Chemical descriptors are used to calculate and to develop methods for chemical property calculations (QSPR - quantitative structure-property relationship) or chemical activity (QSAR - quantitative structure-activity relationship) calculations. A common classification method for descriptors can be taken from ChemoInformatics textbooks and a collection of common molecular descriptors in the Handbook of molecular descriptors [LINK].
- 0D - bond counts, mol weight, atom counts
- 1D - fragment counts, H-Bond acc/don, Crippen, PSA, SMARTS
- 2D - topological descriptors (Balaban, Randic, Wiener, BCUT, kappa, chi)
- 3D - geometrical descriptors (3D WHIM, 3D autocorrelation, 3D-Morse) + surface properties + COMFA
- 4D - 3D coordinates + conformations (JCHEM conformer, CORINA, gold set, Crystaleye)
Tools for descriptor calculations:
- CDK descriptor GUI (free and open source - using Open Source CDK and Joelib code)
- BlueDesc - Molecular Descriptor Calculator (free and open source - using CDK and Joelib code, requires JAVA 1.6
- ChemAxon JChem - descriptor package using Marvin JAVA API (free academic license)
- ISIDA/QSPR - free fragment based QSPR descriptor package
- E-Dragon (VCCLab) free (150 molecules), now with GSFRAG, GSFRAG-L, ETState > 3000 descriptors
- MOLD2 - (FDA) a free 2D molecule descriptor package
- Toxicity Estimation Software Tool (T.E.S.T.) - (EPA) contains more than 790 2-dimensional descriptors
- Open3DQSAR - pharmacophore modelling using molecular interaction fields (MIFs)

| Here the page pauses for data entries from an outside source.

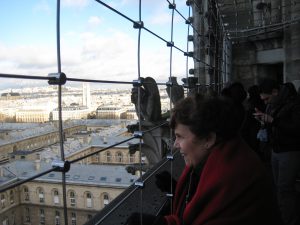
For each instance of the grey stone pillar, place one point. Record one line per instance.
(291, 43)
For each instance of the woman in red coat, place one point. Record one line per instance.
(224, 182)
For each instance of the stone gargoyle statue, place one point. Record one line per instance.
(156, 142)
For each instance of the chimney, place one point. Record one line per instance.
(1, 172)
(37, 164)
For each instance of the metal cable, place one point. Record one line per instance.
(20, 182)
(61, 135)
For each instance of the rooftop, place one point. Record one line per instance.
(100, 175)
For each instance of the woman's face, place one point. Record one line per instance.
(192, 148)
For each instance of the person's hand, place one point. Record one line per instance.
(263, 117)
(163, 182)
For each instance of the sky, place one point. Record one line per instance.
(96, 43)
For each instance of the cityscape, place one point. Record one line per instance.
(29, 144)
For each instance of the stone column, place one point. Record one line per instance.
(291, 43)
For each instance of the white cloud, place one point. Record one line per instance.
(94, 21)
(110, 57)
(75, 3)
(42, 6)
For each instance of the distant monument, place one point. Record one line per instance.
(86, 95)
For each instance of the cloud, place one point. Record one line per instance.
(110, 57)
(42, 6)
(75, 3)
(94, 21)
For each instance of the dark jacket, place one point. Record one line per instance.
(285, 128)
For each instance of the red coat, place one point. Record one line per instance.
(234, 189)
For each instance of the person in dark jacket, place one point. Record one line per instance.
(283, 120)
(224, 182)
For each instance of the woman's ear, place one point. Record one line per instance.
(210, 140)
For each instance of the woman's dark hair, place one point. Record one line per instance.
(205, 115)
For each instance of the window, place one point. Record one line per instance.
(108, 156)
(72, 198)
(105, 199)
(42, 217)
(5, 221)
(56, 197)
(119, 157)
(11, 197)
(3, 201)
(26, 194)
(41, 195)
(73, 218)
(88, 200)
(89, 217)
(27, 215)
(131, 158)
(57, 218)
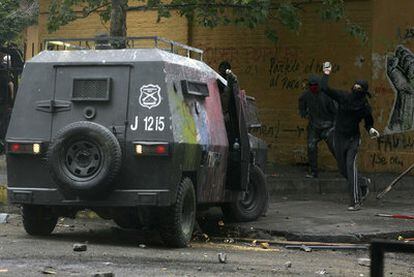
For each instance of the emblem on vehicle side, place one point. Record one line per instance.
(150, 96)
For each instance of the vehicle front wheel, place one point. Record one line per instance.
(38, 220)
(255, 200)
(177, 221)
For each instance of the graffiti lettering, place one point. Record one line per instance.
(406, 34)
(268, 131)
(298, 131)
(378, 159)
(395, 142)
(287, 74)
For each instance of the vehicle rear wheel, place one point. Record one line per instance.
(255, 200)
(38, 220)
(84, 159)
(177, 222)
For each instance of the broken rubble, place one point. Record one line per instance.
(3, 218)
(103, 274)
(79, 247)
(49, 270)
(222, 258)
(364, 262)
(288, 264)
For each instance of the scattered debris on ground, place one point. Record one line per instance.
(79, 247)
(222, 258)
(398, 216)
(364, 262)
(265, 245)
(49, 270)
(3, 218)
(321, 272)
(288, 264)
(103, 274)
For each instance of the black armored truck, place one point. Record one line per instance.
(138, 135)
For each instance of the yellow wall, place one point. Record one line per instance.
(276, 73)
(393, 25)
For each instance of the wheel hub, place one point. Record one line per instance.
(83, 158)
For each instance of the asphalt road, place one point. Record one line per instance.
(117, 251)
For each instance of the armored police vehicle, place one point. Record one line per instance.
(137, 135)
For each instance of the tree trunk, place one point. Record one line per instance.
(118, 21)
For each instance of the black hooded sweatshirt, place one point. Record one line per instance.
(317, 106)
(352, 108)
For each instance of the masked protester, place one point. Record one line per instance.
(320, 110)
(353, 107)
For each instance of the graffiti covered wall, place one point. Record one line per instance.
(392, 86)
(276, 74)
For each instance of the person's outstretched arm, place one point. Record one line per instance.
(335, 94)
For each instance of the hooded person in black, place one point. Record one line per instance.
(353, 107)
(320, 110)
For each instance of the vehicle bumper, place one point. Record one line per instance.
(117, 198)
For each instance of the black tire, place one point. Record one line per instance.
(84, 159)
(177, 222)
(38, 220)
(255, 202)
(126, 223)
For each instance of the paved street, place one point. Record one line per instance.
(114, 250)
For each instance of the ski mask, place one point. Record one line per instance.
(360, 88)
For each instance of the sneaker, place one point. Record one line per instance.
(354, 207)
(365, 195)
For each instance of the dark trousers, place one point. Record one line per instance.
(315, 135)
(346, 153)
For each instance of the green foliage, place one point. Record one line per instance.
(211, 13)
(15, 15)
(334, 10)
(62, 12)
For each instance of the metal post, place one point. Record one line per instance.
(377, 260)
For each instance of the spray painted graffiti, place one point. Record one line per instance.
(400, 73)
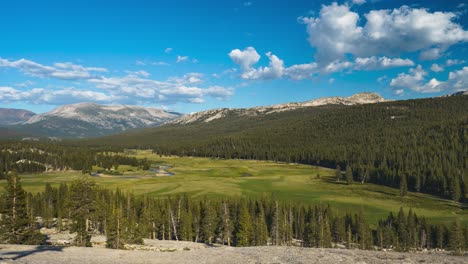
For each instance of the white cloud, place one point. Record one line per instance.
(381, 79)
(459, 79)
(248, 57)
(436, 68)
(431, 54)
(451, 62)
(399, 92)
(63, 71)
(181, 58)
(337, 66)
(301, 71)
(25, 84)
(359, 2)
(155, 63)
(373, 63)
(54, 97)
(245, 58)
(136, 87)
(273, 71)
(415, 81)
(189, 78)
(139, 73)
(174, 90)
(336, 32)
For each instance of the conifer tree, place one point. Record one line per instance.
(15, 225)
(403, 185)
(457, 239)
(349, 175)
(115, 228)
(244, 226)
(338, 173)
(208, 223)
(82, 206)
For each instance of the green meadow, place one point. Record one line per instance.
(217, 178)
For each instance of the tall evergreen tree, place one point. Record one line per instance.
(403, 185)
(244, 226)
(457, 239)
(82, 205)
(338, 173)
(349, 175)
(15, 225)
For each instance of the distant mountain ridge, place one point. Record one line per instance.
(10, 116)
(214, 114)
(91, 120)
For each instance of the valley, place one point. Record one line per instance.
(288, 183)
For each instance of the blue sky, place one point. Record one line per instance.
(194, 55)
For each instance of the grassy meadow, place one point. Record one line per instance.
(199, 177)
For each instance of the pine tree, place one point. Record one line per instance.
(82, 206)
(208, 223)
(338, 173)
(15, 225)
(457, 239)
(403, 185)
(455, 189)
(226, 225)
(244, 226)
(115, 228)
(349, 175)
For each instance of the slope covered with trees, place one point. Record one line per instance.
(416, 145)
(125, 219)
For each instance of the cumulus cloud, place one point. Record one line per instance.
(63, 71)
(171, 91)
(54, 97)
(133, 88)
(273, 71)
(156, 63)
(359, 2)
(139, 73)
(436, 68)
(189, 78)
(459, 79)
(301, 71)
(245, 58)
(415, 80)
(337, 32)
(337, 66)
(276, 69)
(430, 54)
(181, 58)
(451, 62)
(248, 57)
(373, 63)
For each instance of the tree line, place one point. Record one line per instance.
(34, 157)
(85, 208)
(417, 145)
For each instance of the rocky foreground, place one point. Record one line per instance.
(187, 252)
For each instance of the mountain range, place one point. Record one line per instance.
(84, 120)
(214, 114)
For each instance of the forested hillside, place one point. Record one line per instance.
(416, 145)
(125, 218)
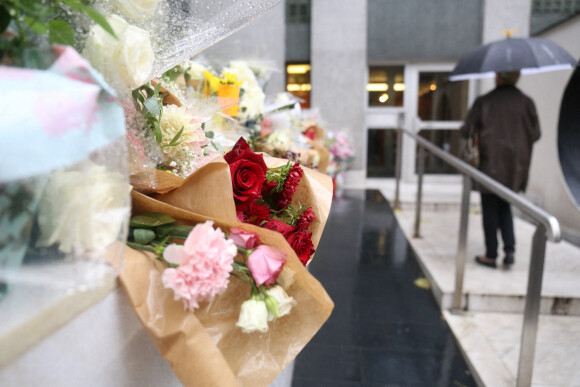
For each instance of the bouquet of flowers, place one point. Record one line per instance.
(263, 197)
(248, 260)
(64, 195)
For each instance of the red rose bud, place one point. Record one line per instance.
(238, 149)
(281, 227)
(256, 213)
(290, 186)
(301, 243)
(305, 220)
(248, 177)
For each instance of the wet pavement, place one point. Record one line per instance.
(384, 330)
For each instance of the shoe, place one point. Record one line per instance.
(483, 262)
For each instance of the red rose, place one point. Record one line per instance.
(252, 212)
(281, 227)
(248, 171)
(301, 242)
(306, 219)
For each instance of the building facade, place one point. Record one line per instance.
(372, 66)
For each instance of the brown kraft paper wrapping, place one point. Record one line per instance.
(206, 348)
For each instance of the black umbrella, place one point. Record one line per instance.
(528, 55)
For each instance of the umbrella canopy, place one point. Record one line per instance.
(528, 55)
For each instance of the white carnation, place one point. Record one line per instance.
(125, 61)
(137, 9)
(252, 99)
(172, 120)
(83, 209)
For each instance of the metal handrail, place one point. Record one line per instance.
(550, 222)
(547, 227)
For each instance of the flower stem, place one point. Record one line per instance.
(141, 247)
(243, 279)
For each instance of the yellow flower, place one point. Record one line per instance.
(230, 79)
(210, 84)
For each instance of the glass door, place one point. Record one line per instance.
(435, 109)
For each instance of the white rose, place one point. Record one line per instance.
(286, 278)
(126, 61)
(172, 120)
(253, 316)
(137, 9)
(285, 302)
(83, 209)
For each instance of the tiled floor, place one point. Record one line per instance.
(385, 330)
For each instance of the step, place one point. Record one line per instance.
(486, 289)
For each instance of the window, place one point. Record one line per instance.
(298, 82)
(298, 11)
(555, 6)
(441, 100)
(382, 152)
(448, 140)
(386, 86)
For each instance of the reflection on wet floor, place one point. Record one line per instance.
(384, 330)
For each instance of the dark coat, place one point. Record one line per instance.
(508, 126)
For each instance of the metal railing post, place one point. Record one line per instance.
(462, 246)
(532, 308)
(398, 169)
(420, 170)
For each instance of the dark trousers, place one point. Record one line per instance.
(497, 214)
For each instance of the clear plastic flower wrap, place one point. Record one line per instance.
(64, 192)
(156, 35)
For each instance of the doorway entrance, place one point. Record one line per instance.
(431, 106)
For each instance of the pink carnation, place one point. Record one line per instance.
(205, 262)
(266, 263)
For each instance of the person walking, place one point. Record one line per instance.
(506, 124)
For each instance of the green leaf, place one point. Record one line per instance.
(60, 32)
(157, 132)
(36, 9)
(4, 18)
(174, 231)
(217, 146)
(151, 219)
(143, 236)
(152, 105)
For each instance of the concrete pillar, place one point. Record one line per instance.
(339, 66)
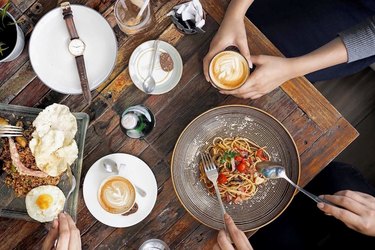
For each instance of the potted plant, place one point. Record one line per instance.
(12, 39)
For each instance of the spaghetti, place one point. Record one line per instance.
(235, 158)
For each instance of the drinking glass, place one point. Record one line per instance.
(126, 14)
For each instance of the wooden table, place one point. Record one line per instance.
(313, 122)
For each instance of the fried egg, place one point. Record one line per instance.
(45, 202)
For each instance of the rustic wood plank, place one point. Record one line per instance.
(16, 83)
(8, 69)
(341, 134)
(35, 89)
(304, 131)
(180, 230)
(202, 238)
(311, 127)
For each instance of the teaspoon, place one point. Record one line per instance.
(149, 83)
(111, 167)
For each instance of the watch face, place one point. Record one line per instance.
(76, 47)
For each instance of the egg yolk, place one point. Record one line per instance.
(44, 201)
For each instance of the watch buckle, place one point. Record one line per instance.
(65, 5)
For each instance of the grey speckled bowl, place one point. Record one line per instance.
(272, 197)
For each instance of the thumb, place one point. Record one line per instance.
(244, 50)
(51, 237)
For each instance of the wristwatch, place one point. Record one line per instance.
(76, 48)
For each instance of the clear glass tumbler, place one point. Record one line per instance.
(128, 18)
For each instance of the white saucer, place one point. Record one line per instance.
(140, 60)
(137, 172)
(51, 59)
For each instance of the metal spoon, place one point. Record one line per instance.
(273, 170)
(111, 167)
(149, 82)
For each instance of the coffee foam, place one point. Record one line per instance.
(116, 195)
(228, 70)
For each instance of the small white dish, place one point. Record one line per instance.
(138, 172)
(139, 65)
(51, 59)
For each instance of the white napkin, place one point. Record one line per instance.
(192, 11)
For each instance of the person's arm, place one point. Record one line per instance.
(328, 55)
(240, 241)
(356, 210)
(232, 32)
(64, 235)
(360, 40)
(353, 44)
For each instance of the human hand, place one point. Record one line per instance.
(232, 32)
(270, 73)
(240, 241)
(65, 232)
(357, 210)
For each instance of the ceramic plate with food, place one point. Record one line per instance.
(34, 167)
(245, 135)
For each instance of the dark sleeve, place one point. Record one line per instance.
(360, 40)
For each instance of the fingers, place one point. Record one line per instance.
(363, 198)
(223, 241)
(244, 50)
(239, 238)
(51, 237)
(216, 247)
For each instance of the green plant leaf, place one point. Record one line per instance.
(2, 49)
(3, 12)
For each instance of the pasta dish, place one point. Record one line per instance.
(235, 158)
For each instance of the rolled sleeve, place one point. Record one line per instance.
(360, 40)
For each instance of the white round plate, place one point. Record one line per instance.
(140, 61)
(137, 172)
(51, 59)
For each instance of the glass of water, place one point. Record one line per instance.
(133, 16)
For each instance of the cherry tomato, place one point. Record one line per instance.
(241, 167)
(238, 158)
(261, 155)
(222, 179)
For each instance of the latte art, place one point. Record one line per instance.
(228, 70)
(116, 195)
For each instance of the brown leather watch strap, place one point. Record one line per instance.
(83, 78)
(68, 17)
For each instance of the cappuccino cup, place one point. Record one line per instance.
(228, 70)
(116, 195)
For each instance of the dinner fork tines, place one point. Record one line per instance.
(10, 131)
(212, 174)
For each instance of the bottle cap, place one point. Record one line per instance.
(129, 121)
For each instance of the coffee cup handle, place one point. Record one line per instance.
(121, 171)
(253, 68)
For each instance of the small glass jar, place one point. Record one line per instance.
(137, 121)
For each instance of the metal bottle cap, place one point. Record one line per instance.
(154, 244)
(129, 121)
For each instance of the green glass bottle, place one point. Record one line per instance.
(137, 121)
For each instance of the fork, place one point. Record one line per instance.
(10, 131)
(74, 183)
(212, 174)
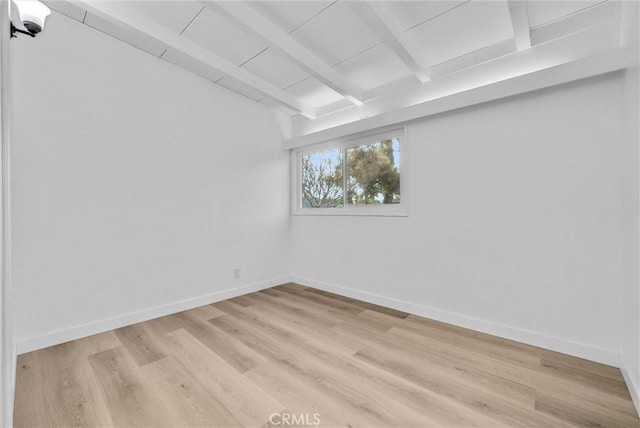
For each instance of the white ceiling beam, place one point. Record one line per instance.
(581, 54)
(380, 19)
(520, 23)
(251, 20)
(129, 19)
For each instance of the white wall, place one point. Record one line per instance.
(517, 223)
(135, 185)
(630, 352)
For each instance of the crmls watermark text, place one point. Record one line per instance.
(308, 419)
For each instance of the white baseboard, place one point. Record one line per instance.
(61, 336)
(632, 385)
(589, 352)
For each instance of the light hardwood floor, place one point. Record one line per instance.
(292, 355)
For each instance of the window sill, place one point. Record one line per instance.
(350, 212)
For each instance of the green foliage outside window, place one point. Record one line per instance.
(372, 174)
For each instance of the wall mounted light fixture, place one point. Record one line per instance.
(28, 17)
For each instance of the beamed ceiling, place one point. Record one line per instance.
(327, 63)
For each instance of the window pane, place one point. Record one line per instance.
(322, 179)
(373, 173)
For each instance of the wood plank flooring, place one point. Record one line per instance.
(296, 356)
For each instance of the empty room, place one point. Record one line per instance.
(320, 213)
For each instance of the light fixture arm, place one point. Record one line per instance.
(27, 17)
(15, 30)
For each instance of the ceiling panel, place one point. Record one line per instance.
(336, 34)
(590, 17)
(174, 15)
(470, 27)
(68, 9)
(189, 64)
(314, 93)
(275, 68)
(543, 12)
(412, 13)
(375, 67)
(131, 37)
(214, 32)
(240, 88)
(289, 15)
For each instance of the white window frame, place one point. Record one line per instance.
(387, 210)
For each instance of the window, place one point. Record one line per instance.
(359, 177)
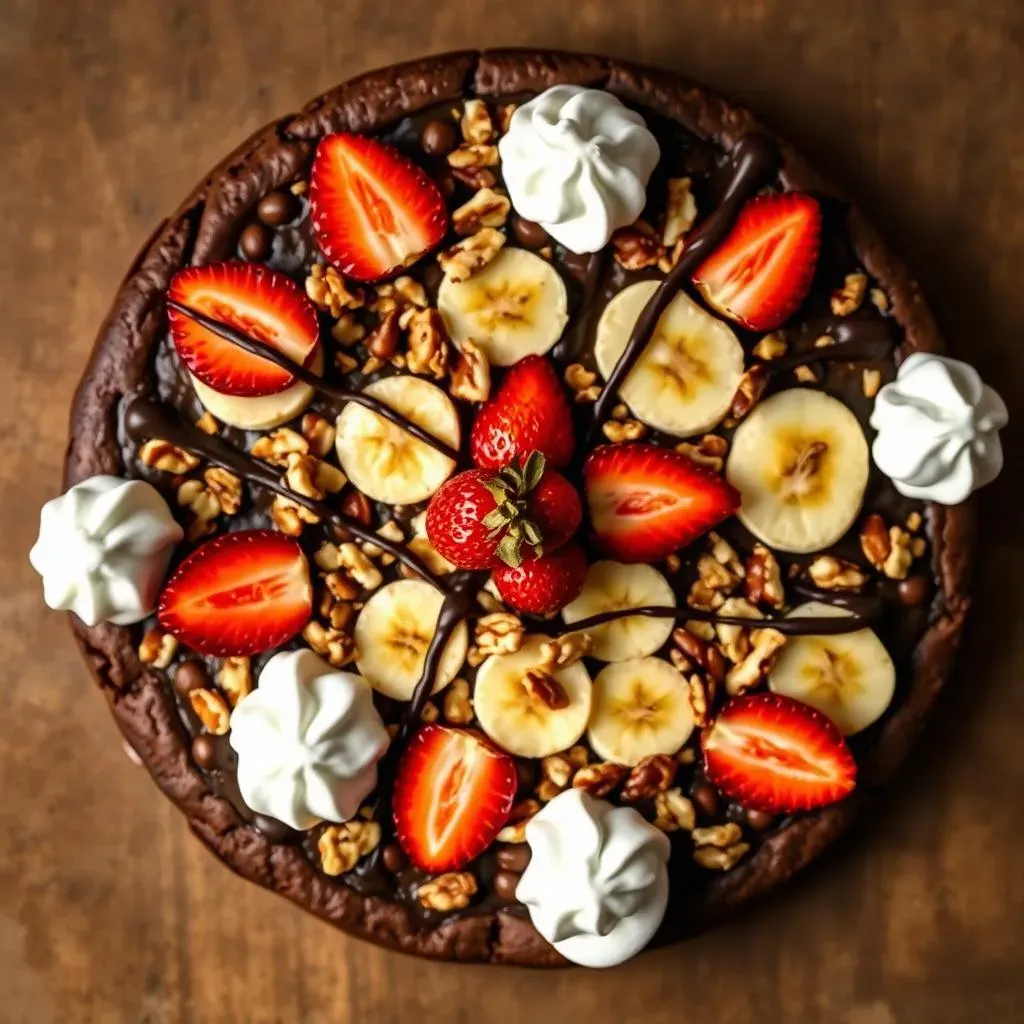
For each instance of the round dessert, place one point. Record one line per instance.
(517, 510)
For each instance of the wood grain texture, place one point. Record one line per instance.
(109, 909)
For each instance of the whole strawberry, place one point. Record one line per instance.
(479, 518)
(529, 413)
(542, 586)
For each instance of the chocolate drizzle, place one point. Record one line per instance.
(310, 379)
(755, 159)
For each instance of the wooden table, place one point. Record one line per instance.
(110, 910)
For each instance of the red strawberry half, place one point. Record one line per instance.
(762, 271)
(773, 754)
(453, 794)
(646, 502)
(541, 586)
(239, 594)
(529, 413)
(374, 211)
(255, 300)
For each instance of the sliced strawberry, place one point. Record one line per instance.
(759, 275)
(773, 754)
(646, 502)
(529, 413)
(255, 300)
(239, 594)
(452, 796)
(374, 211)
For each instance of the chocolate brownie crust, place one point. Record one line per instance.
(199, 231)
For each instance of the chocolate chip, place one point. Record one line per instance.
(394, 858)
(255, 242)
(438, 137)
(189, 676)
(528, 233)
(913, 590)
(505, 885)
(514, 857)
(760, 819)
(706, 797)
(276, 208)
(205, 752)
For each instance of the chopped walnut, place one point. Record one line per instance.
(771, 346)
(466, 257)
(236, 679)
(681, 211)
(278, 445)
(448, 892)
(428, 343)
(211, 711)
(636, 247)
(709, 452)
(485, 209)
(600, 779)
(225, 486)
(342, 846)
(501, 633)
(763, 581)
(652, 775)
(477, 128)
(158, 648)
(470, 374)
(167, 458)
(624, 430)
(673, 811)
(847, 299)
(829, 572)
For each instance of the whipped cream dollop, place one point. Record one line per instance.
(308, 739)
(102, 549)
(578, 162)
(938, 429)
(597, 883)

- Dragon - 5,270 molecular descriptors for LINUX and WIN (Todeschini/Talete/Kode)
- PaDEL-Descriptor - based on CDK but includes additional 737 2D and 3D descriptors (NUS/Singapore)
- ADMEWORKS ModelBuilder - 400 descriptors (Jurs) and MOPAC (Stewart) (Fujitsu/Poland)
- QuBiLS-MIDAS - a highly parallel software for three-dimensional molecular descriptor calculations
Concepts for descriptor calculations and QSAR/QSPR modeling:
- You need a large dataset with the molecular property (logP, bp) to be modeled. The larger the number of data points the better. There are QSAR models with 20 or less points, however for broad applications one need to cover a large diversity space. Hundreds or thousands of such values can be collected from databases or are now available from HT screening methods.
- You need the molecular structures itself (as SMILES, SDF in 2D or optimized 3D structure). Handling the molecules together with all descriptors can be a challenging task, software which can do that is highly preferred.
- You need a descriptor package for descriptor calculation
- You need to apply feature selection (a statistical process) to discard unimportant (invariant) or sometimes highly correlated descriptors (othogonalization)
- You need to divide your molecule set into three parts. A training (70%), validation (30%) and an additional external training or validation set which is not used in either method. (Sometime the validation set is called testing set or vice versa). Cross-validation (n-fold or v-fold) techniques or other resampling tests (Monte Carlo Sampling, Jackknifing, Bootstrapping) need to be applied, especially if not enough molecules are available.
- You need to apply regression or classification methods (including meta-learning approaches).
- One need to make sure that for future predictions no other compound classes are included (which usually results in wrong predictions) by either including error values, fingerprint or substructure matches or a simple dimension reduction method (PCA, PLS) to avoid molecules which were not covered during development. As example a logP method only developed on alkanes will 100% fail on complex drug molecules or molecules with multiple -OH and -NH or -SH groups. Further more a complete statistical description for either the regression performance or classification performance needs to be included.